Reputation: 307
-- takes a function and a list as it's inputs. returns function(list)
This bit is simple, it gets cooler in that it uses the multi processing module in order to split the list up and then process it all in different bits and return one single list. (This is the entirity of the .py file below just copy all the code blocks into a .py file for python3 and you should see the problem live.)
import multiprocessing as multi
import numpy as np
import pickle
import os
def log(text):
text = str(text)
with open(text, 'w') as file:
file.write('Nothing')
The goal of this function is to take a function, and deal with the providing it data by pulling it from the disk. Mostly because Pipes just end up with an error that I can not find a solution to.
def __wrap(function):
filename = multi.current_process().name + '.tmp'
with open(filename, 'rb') as file:
item_list = pickle.load(file)
result = function(item_list)
with open(filename, 'wb') as file:
pickle.dump(result, file)
This divides the list into smaller lists for each CPU to gobble down and then starts little processes for each chunk. It saves the input data onto the disk for the __wrap() function to pull up.
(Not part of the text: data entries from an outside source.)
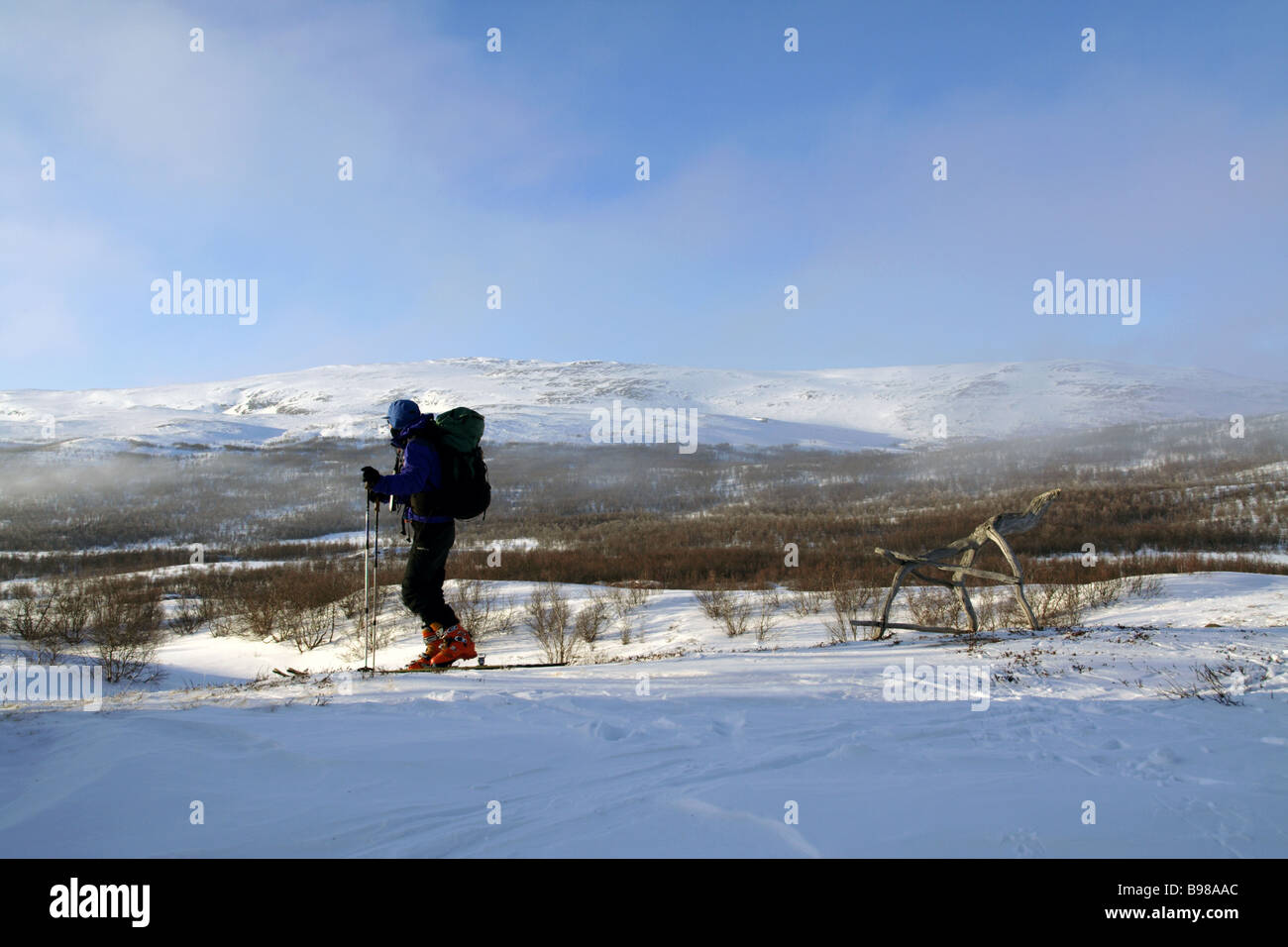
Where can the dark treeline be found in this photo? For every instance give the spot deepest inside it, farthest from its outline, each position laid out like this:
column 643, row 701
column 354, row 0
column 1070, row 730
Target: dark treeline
column 1158, row 493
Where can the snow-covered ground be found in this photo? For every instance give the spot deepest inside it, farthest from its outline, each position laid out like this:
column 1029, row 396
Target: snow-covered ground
column 845, row 408
column 687, row 742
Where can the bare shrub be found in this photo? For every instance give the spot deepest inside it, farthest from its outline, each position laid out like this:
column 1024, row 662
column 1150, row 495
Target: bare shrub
column 934, row 604
column 806, row 602
column 191, row 612
column 1145, row 586
column 849, row 602
column 125, row 626
column 481, row 609
column 712, row 602
column 735, row 615
column 1057, row 605
column 310, row 604
column 30, row 617
column 549, row 618
column 71, row 611
column 767, row 616
column 591, row 618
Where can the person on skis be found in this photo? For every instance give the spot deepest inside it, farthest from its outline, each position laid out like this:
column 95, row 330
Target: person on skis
column 433, row 532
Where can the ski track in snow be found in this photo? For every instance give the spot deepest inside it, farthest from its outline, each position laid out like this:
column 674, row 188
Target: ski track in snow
column 583, row 763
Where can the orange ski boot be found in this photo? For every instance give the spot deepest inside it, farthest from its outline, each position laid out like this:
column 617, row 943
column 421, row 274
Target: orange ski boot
column 433, row 638
column 456, row 644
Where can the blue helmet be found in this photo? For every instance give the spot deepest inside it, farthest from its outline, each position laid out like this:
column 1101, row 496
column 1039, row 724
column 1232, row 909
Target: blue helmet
column 402, row 412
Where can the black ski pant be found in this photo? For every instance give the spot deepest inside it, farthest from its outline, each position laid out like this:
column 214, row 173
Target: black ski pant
column 426, row 567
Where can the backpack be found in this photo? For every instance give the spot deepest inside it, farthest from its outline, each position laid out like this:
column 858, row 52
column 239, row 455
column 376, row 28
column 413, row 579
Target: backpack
column 456, row 434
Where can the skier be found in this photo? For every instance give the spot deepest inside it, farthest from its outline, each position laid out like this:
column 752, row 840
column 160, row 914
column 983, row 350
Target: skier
column 433, row 534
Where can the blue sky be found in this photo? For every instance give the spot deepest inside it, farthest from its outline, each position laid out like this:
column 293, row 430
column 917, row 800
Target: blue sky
column 518, row 169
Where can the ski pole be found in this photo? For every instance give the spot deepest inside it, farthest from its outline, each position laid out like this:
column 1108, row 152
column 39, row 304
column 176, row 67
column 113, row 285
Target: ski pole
column 366, row 578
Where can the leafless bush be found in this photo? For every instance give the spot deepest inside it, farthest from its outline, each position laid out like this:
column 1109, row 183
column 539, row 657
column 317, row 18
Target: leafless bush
column 767, row 616
column 806, row 602
column 30, row 617
column 1145, row 586
column 934, row 604
column 735, row 615
column 591, row 618
column 125, row 626
column 849, row 603
column 1057, row 605
column 72, row 609
column 549, row 618
column 481, row 608
column 191, row 612
column 713, row 602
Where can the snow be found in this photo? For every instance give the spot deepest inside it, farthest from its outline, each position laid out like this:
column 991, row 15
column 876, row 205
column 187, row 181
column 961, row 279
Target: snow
column 532, row 401
column 698, row 751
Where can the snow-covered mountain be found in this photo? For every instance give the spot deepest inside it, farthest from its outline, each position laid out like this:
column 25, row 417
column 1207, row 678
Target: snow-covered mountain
column 553, row 401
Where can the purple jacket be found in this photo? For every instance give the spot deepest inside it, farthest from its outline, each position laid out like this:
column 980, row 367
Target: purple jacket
column 421, row 471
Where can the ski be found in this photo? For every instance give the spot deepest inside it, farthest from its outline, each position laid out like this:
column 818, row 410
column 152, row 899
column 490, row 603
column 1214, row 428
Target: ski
column 471, row 668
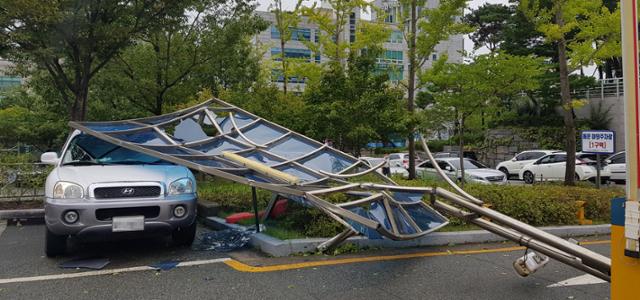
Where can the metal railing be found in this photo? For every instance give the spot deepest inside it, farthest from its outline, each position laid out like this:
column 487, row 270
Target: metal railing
column 610, row 87
column 22, row 181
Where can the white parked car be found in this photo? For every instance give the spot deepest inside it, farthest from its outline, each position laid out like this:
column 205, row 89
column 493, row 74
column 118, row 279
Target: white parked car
column 474, row 171
column 514, row 165
column 617, row 165
column 401, row 160
column 552, row 167
column 374, row 161
column 99, row 190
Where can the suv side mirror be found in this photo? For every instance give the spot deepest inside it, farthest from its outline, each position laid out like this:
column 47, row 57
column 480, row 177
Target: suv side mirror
column 49, row 158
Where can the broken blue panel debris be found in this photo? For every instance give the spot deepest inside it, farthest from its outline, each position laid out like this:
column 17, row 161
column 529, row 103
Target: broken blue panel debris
column 203, row 136
column 292, row 147
column 408, row 197
column 262, row 133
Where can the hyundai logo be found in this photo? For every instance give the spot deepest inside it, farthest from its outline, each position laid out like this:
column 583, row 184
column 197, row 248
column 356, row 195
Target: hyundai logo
column 127, row 191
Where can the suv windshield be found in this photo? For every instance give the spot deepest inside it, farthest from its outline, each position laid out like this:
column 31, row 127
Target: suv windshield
column 88, row 150
column 468, row 164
Finally it pulls up the results that have been written to disk bt the __wrap() function, concatenates them into a single list and returns the value.
def divide_and_conquer(f, things):
cpu_count = multi.cpu_count()
chunks = np.array_split(things ,cpu_count )
cpus = []
for cpu in range(cpu_count):
filename = '{}.tmp'.format(cpu)
with open(filename, 'wb') as file:
pickle.dump(chunks[cpu], file)
p = multi.Process(name = str(cpu), target = __wrap, args = (f,))
p.start()
cpus.append(p)
for cpu in cpus:
cpu.join()
done = []
for cpu in cpus:
filename = '{}.tmp'.format(cpu.name)
with open(filename, 'rb') as file:
data = pickle.load(file)
os.remove(filename)
done.append(data)
try:
done = np.concatenate(done)
except ValueError:
pass
return done
to_do = list(range(10))
def func(thins):
for thin in thins:
thin
return [0, 1, 2,3]
divide_and_conquer(func, to_do)
This just does not have the expected output, it just outputs the input for some reason.
Ultimately my goal with this is to speed up long running computations. I often find myself dealing with lists where each item takes a couple seconds to parse. (web scraping etc) I pretty much just want to add this tool to my little 'often used code snippets library' so I can just import and go
"rt.divide_and_conquer(tough_function, really_long_list)"
and see an easy 8 fold improvement. I'm currently seeing issues with this working on windows (haven't gotten around to testing it on my linux box yet) and my reading around has shown me that apparently Linux and Windows handle multiprocessing differently.
Upvotes: 0
Views: 46
Reputation: 792
You don't need to reinvent the wheel. If I understand what you are trying to achieve correctly, then concurrent.futures module is what you need.
ProcessPoolExecutor does the job of splitting a list, launching multiple processes (using maximum number of available threads with default settings) and applying a function to each element in those lists.
Upvotes: 1